例えば、聖霊様は男性たちにこう語りかけるかもしれません。「『あなたの妻を愛しなさい』と書いてあるでしょう。では、今日どのように奥さんを愛するべきか教えます。」
または、「『許しなさい』と書いてあるでしょう。では、あなたはまだ〇〇さんを許していないでしょう。あなたの傷は深いかもしれません。それでも、私があなたを癒すので、相手を許しなさい。」
覚えておきましょう。律法は私たちに「自分の力だけでこのルールに従いなさい」と求めているわけではありません。
むしろ、神様は律法を通して私たちの目を開いてくださいます。そして、私たちは神様が私たちの人生の中で何をなさりたいのかを理解するようになります。

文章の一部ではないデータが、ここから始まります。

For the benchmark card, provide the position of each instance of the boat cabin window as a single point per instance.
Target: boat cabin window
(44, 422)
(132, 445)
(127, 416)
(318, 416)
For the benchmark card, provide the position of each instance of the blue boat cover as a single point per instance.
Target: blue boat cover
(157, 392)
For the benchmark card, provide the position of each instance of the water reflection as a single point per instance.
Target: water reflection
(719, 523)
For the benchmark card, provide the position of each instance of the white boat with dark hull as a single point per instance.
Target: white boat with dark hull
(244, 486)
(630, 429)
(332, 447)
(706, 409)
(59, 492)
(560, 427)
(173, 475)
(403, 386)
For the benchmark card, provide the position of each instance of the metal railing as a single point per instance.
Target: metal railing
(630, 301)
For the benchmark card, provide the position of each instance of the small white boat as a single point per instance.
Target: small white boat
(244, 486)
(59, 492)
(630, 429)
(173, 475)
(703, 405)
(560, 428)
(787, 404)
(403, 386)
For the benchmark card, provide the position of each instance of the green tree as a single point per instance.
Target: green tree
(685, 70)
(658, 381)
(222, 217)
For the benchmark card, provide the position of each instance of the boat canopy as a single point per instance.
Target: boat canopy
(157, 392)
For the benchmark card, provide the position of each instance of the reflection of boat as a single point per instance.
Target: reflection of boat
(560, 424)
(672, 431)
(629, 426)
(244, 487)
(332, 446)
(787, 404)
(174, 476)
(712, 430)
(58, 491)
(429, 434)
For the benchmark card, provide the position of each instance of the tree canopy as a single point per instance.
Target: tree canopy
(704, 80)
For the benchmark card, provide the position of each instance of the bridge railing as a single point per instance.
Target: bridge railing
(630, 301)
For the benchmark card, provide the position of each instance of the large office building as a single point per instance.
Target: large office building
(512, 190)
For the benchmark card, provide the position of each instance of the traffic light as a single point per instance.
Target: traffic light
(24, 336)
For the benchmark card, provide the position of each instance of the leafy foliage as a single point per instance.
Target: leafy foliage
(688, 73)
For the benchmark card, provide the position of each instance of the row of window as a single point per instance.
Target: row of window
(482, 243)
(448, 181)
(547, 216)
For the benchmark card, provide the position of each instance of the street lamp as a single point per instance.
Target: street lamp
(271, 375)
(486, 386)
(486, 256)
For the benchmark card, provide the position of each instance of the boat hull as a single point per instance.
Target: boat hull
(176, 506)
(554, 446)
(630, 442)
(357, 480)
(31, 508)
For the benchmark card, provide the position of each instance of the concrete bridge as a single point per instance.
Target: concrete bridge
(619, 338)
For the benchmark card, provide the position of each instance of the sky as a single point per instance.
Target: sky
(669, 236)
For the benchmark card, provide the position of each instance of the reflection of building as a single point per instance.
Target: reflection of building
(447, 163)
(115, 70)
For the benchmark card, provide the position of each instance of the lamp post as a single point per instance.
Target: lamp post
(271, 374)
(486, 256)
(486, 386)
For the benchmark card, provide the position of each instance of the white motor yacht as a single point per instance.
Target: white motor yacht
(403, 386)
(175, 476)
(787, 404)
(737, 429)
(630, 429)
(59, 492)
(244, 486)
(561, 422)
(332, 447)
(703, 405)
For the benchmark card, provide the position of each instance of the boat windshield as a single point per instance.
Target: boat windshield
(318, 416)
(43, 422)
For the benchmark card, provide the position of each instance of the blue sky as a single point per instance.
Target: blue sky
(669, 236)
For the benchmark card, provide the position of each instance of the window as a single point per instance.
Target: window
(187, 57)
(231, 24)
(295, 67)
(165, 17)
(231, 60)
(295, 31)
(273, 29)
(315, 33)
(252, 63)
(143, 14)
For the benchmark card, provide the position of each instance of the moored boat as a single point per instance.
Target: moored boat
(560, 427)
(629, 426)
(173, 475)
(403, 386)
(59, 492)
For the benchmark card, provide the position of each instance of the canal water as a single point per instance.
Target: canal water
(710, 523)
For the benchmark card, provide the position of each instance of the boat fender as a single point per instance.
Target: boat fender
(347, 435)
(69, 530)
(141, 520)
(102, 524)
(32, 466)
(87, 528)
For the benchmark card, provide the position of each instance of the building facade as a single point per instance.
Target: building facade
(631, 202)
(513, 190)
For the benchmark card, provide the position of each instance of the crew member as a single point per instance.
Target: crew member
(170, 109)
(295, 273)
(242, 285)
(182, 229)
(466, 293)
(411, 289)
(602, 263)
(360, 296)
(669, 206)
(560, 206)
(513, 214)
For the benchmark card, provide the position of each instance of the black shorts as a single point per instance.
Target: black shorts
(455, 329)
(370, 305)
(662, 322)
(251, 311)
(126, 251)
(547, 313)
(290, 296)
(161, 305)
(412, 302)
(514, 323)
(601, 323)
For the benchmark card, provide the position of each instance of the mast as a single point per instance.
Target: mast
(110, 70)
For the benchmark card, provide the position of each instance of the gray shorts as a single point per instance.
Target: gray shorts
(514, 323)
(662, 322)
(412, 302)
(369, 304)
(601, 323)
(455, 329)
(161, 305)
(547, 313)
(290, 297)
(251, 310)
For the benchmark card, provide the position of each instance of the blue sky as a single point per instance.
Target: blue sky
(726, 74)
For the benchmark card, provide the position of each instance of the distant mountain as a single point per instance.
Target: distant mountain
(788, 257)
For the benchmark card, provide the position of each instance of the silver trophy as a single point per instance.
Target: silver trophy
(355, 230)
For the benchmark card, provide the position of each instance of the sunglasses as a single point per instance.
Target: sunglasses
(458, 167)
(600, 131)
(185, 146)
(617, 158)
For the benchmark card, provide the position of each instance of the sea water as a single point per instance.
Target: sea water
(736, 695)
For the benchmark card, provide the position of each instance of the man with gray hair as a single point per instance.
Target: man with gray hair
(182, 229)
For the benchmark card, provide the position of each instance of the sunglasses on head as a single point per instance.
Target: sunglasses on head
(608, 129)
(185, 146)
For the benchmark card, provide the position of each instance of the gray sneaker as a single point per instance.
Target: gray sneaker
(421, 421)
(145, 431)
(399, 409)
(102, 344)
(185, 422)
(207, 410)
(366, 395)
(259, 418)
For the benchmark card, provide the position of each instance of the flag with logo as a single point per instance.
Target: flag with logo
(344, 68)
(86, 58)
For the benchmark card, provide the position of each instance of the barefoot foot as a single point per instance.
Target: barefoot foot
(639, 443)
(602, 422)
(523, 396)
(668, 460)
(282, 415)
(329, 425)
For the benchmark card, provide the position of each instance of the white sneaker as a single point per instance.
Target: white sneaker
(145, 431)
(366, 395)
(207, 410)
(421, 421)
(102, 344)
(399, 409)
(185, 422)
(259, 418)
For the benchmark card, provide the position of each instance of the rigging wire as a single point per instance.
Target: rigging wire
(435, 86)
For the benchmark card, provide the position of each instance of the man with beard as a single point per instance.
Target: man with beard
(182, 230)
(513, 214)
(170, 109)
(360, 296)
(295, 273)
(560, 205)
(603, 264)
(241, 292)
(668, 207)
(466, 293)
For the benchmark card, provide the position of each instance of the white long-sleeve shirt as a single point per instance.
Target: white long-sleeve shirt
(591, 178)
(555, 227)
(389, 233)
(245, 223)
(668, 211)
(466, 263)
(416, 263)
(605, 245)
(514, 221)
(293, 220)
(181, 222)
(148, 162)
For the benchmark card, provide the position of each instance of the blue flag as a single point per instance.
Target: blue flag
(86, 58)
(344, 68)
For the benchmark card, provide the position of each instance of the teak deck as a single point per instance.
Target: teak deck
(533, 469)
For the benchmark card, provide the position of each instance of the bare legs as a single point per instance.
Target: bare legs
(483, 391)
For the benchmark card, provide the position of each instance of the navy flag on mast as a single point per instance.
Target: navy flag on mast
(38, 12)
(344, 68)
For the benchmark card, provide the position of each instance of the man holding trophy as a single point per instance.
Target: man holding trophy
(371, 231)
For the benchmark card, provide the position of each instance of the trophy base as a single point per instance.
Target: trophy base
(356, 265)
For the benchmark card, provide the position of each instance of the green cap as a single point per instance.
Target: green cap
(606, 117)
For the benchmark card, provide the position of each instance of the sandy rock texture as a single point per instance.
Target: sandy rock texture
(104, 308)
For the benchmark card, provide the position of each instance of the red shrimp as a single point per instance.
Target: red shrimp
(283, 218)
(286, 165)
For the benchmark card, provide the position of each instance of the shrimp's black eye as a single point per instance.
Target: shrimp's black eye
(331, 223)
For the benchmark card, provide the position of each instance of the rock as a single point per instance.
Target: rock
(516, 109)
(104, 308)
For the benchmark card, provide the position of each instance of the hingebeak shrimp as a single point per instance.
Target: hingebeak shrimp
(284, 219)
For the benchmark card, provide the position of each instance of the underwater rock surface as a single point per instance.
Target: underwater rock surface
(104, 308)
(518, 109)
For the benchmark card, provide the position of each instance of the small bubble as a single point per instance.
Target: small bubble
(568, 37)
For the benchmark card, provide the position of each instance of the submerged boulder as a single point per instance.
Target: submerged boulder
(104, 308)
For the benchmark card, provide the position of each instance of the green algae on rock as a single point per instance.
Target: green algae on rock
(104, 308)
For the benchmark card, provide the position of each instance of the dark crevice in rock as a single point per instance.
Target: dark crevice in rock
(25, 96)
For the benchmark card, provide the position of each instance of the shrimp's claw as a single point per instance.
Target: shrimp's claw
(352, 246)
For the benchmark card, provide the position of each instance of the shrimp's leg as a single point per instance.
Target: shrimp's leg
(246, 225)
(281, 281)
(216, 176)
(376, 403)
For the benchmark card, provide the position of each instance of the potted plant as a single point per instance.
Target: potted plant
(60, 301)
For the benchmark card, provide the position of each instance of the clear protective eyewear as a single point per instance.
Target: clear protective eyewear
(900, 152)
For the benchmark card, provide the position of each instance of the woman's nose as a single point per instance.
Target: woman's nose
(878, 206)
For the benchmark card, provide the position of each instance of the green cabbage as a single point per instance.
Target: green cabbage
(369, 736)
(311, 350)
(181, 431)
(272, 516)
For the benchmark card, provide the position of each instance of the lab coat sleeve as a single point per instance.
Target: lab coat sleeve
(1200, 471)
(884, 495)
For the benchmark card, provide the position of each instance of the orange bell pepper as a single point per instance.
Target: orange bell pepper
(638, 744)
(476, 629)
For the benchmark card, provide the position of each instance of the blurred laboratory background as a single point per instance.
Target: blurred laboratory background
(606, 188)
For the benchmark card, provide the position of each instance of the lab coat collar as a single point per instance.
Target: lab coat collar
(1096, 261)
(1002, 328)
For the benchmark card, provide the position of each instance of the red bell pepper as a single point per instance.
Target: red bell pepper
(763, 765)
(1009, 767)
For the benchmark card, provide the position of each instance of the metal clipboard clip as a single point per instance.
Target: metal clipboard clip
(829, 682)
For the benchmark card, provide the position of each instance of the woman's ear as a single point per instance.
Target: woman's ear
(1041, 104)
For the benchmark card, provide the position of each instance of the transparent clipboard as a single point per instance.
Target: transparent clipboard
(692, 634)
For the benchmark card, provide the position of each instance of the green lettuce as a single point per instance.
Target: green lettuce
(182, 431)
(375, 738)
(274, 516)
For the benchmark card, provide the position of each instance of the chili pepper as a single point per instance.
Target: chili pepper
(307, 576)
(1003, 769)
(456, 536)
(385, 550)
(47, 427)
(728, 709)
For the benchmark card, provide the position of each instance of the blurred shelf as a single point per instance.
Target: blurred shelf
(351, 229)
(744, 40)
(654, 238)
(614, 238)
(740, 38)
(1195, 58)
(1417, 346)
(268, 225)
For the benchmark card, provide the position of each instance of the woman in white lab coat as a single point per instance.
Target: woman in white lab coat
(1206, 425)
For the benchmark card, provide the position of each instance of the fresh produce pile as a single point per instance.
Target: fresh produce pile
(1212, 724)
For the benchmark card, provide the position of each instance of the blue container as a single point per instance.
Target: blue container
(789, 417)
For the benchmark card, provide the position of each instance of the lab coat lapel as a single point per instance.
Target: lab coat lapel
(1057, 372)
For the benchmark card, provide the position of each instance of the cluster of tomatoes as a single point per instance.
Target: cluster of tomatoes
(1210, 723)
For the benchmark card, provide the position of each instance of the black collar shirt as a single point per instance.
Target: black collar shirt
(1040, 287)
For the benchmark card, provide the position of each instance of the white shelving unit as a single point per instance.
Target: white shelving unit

鏡を見ると、ただ自分の姿が映るだけではなく、私たちの天の父を見ることができます。そして、天の父は愛をもって、その恵みの髭剃りで私たちの罪を取り除き始めてくださいます。
私たちはその髭剃りを見て、少し怖いと感じるかもしれません。けれども、私たちが信仰をもって神様に「はい」と応じるなら、神様は私たちの罪を少しずつ取り去ってくださいます。
あなたはどうでしょうか。鏡を見ると、自分の罪や失敗だけが目に入るでしょうか。
それとも、あなたの天の父を見るでしょうか。天の父はきっとあなたの人生に働き、あなたを癒してくださいます。